The Best of Both Worlds
Implementation of another health care model will face challenges at many levels in the U.S.; politicians, pharmaceutical companies, doctors, hospitals, and citizens will offer strong opinions. Why can’t we offer Medicare for All along with the existing privatized option to U.S. Employers?
Many companies in the U.S. segment their branding, Marriott owns The Ritz Carlton and The Courtyard Inn and prices them accordingly. From an employer point of view why can’t the traditional U.S. Health care Model be viewed as a Ritz property, while Medicare for All is viewed as a Courtyard?
The opponents of Medicare for All feel that innovation will be stifled in this model given the government’s control of health care costs.
Maybe a solution is having Medicare for All participating employers pay a tax called the “Innovation Incentive” added on their current payroll taxes.

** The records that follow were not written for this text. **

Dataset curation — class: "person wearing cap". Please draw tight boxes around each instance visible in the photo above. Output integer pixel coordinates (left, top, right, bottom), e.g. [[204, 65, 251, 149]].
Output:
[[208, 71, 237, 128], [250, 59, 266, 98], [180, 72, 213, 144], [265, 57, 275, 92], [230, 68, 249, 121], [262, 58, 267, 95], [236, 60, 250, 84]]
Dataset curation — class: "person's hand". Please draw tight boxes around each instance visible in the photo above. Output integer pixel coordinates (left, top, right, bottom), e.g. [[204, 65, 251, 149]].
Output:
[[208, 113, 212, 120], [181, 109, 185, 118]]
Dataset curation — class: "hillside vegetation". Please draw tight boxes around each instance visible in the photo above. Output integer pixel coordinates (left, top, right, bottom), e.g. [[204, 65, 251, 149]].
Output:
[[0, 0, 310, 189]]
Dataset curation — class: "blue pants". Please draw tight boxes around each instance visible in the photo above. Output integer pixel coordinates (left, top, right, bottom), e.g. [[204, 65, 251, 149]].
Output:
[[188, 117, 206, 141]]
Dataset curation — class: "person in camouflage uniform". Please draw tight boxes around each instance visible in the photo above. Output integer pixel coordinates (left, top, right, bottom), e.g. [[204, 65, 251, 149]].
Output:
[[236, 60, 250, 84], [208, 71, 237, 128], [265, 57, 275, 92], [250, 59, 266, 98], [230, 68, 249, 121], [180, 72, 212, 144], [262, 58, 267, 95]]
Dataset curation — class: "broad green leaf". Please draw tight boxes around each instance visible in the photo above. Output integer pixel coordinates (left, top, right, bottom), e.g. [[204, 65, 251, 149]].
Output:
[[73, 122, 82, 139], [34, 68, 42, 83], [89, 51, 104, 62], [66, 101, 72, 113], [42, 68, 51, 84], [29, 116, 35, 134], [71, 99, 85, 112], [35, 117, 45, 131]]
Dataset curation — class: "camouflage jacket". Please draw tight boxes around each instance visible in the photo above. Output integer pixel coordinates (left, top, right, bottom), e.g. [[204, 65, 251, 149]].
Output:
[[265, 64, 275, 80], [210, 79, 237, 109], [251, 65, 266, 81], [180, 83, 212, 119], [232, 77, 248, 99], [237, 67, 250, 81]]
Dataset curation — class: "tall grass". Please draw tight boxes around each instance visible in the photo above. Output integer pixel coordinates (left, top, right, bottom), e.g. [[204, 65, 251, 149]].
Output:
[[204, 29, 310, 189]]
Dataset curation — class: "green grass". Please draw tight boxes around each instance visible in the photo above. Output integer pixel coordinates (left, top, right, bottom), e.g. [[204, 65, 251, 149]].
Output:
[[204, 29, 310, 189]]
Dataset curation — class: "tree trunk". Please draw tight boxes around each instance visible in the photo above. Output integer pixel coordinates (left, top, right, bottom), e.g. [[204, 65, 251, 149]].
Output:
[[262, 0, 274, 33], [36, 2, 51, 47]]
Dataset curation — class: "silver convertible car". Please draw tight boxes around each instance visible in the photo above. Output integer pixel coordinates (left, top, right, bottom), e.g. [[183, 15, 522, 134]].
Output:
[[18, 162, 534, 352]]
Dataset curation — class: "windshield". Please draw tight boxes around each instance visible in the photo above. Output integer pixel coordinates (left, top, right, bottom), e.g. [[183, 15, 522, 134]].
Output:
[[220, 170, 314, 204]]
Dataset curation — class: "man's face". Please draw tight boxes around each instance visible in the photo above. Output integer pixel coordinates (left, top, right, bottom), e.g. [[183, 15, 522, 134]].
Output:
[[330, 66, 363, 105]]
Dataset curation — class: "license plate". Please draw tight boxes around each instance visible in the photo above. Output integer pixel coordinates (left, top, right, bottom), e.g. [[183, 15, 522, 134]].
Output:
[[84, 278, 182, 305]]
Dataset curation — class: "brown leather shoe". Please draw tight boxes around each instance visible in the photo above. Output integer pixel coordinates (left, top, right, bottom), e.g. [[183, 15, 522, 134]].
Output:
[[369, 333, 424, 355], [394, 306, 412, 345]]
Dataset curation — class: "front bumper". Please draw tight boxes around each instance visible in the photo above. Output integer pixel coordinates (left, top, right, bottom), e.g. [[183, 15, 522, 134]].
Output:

This fee could be deposited in a pool from which the research & development divisions at health care firms can draw from to pay doctors and scientists for the development of groundbreaking treatments. Marketing this as the “Innovation Incentive” leaves a better impression than simply a “tax” that Medicare for All opponents detest.
It is imperative to price this at an affordable cost for small companies, like MCS Industries.
Options can bring out the best in business, so imagine a world where both health care models adopt best practices from one another creating a stronger overall health care system. It will take decades to see how a two-tier system unfolds in The U.S. once it is implemented, but it is an action worth taking for the health of our citizens.
It could be just what the doctor ordered.